5.5. In de begroting van de gemeente zijn de kosten van de hiervoor bedoelde havenafsluiting en beschoeiing opgenomen onder de begrotingspost woonschepenhaven. Daarmee is naar het oordeel van het Hof op voldoende controleerbare wijze vastgelegd welke kosten de gemeente met de heffing van het onderhavige liggeld beoogt te dekken.
5.6. Uit het vorenoverwogene volgt dat het beroep ongegrond is.
6. Proceskosten
Nu belanghebbende in het ongelijk wordt gesteld en zich overigens geen bijzondere omstandigheden hebben voorgedaan, acht het Hof geen termen aanwezig voor een veroordeling van een partij in de proceskosten als bedoeld in artikel 5a van de Wet administratieve rechtspraak belastingzaken.
7. Beslissing
Het Hof verklaart het beroep ongegrond.
De uitspraak is vastgesteld op 1 december 2000 door mrs. Schaap, voorzitter, Kwantes en Kruimel, in tegenwoordigheid van mr. Van de Merwe als griffier. De beslissing is op dezelfde dag ter openbare zitting uitgesproken.
Het Hof heeft geen bezwaar tegen afgifte door de griffier van een afschrift van de uitspraak in geanonimiseerde vorm.

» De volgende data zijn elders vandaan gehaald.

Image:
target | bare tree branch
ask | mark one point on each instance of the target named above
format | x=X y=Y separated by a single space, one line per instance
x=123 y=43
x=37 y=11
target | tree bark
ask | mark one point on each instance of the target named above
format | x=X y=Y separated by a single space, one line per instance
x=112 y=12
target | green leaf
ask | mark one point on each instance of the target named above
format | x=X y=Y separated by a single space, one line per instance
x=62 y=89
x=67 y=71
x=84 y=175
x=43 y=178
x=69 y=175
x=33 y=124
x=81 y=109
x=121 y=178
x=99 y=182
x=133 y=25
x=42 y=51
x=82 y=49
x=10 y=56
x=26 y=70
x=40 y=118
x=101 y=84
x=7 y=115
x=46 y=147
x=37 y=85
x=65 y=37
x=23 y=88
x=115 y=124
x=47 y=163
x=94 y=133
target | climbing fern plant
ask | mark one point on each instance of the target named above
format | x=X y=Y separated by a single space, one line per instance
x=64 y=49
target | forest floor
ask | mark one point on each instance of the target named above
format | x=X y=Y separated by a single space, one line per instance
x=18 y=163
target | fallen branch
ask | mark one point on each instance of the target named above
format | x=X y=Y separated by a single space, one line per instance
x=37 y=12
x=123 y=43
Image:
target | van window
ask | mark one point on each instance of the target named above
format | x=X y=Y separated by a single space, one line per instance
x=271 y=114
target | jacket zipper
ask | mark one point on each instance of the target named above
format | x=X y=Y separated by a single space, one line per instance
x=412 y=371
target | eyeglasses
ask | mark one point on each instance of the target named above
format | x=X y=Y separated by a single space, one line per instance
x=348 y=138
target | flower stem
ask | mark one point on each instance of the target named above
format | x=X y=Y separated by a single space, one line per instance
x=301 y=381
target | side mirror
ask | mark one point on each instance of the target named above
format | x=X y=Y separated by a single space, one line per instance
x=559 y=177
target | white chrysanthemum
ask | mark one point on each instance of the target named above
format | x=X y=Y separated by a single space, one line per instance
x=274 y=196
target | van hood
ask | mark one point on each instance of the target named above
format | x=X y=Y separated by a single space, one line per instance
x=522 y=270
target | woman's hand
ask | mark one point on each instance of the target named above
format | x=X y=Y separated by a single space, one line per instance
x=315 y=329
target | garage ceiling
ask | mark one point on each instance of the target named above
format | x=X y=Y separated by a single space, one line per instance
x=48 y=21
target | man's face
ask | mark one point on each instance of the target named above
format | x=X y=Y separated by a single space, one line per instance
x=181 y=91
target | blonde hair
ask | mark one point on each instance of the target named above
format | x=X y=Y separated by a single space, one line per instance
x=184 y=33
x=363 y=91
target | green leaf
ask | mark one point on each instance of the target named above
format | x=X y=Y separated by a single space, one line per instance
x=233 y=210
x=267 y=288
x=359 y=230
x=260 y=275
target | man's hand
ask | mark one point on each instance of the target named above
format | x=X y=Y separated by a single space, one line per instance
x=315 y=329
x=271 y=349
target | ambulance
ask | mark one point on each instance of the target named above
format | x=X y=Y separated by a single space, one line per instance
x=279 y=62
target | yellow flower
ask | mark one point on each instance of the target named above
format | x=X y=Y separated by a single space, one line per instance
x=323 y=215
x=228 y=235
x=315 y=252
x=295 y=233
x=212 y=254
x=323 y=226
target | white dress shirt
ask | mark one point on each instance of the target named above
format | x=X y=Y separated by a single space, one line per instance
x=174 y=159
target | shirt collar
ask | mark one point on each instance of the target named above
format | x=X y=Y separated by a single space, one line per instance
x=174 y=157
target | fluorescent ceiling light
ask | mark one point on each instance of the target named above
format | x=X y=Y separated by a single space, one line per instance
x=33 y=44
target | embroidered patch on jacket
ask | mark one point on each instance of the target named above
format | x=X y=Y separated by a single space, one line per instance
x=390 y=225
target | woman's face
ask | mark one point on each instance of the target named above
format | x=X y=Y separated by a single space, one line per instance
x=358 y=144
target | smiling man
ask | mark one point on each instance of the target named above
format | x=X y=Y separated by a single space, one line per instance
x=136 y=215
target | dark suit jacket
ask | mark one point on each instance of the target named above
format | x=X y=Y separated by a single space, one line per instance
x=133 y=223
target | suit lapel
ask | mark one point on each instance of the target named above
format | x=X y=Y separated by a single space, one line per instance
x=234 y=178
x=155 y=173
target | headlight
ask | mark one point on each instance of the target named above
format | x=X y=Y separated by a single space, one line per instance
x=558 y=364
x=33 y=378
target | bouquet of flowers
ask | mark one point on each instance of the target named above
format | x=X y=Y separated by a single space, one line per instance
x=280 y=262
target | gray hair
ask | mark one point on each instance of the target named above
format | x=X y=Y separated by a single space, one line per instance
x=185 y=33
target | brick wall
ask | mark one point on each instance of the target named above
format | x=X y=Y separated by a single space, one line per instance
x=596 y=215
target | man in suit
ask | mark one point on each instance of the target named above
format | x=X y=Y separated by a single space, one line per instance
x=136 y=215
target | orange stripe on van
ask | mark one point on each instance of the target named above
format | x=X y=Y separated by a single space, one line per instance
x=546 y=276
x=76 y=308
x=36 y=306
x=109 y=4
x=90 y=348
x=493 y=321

Tegen deze uitspraak kan binnen zes weken na de verzenddatum van deze uitspraak beroep in cassatie worden ingesteld bij de Hoge Raad der Nederlanden. Daarbij moet het volgende in acht worden genomen:
1. Het instellen van beroep in cassatie geschiedt door het indienen van een beroepschrift bij dit Gerechtshof (zie voor het adres de begeleidende brief).
2. Bij het beroepschrift wordt een afschrift van de bestreden uitspraak overgelegd.
3. Het beroepschrift wordt ondertekend en bevat ten minste:
a. de naam en het adres van de indiener;
b. de dagtekening;
c. een omschrijving van de uitspraak waartegen het beroep in cassatie is gericht;
d. de gronden van het beroep in cassatie.
Voor het instellen van beroep is een griffierecht verschuldigd. Na het instellen van beroep in cassatie ontvangt U een nota griffierecht van de griffier van de Hoge Raad. In het cassatieberoepschrift kan de Hoge Raad verzocht worden om de wederpartij te veroordelen in de proceskosten.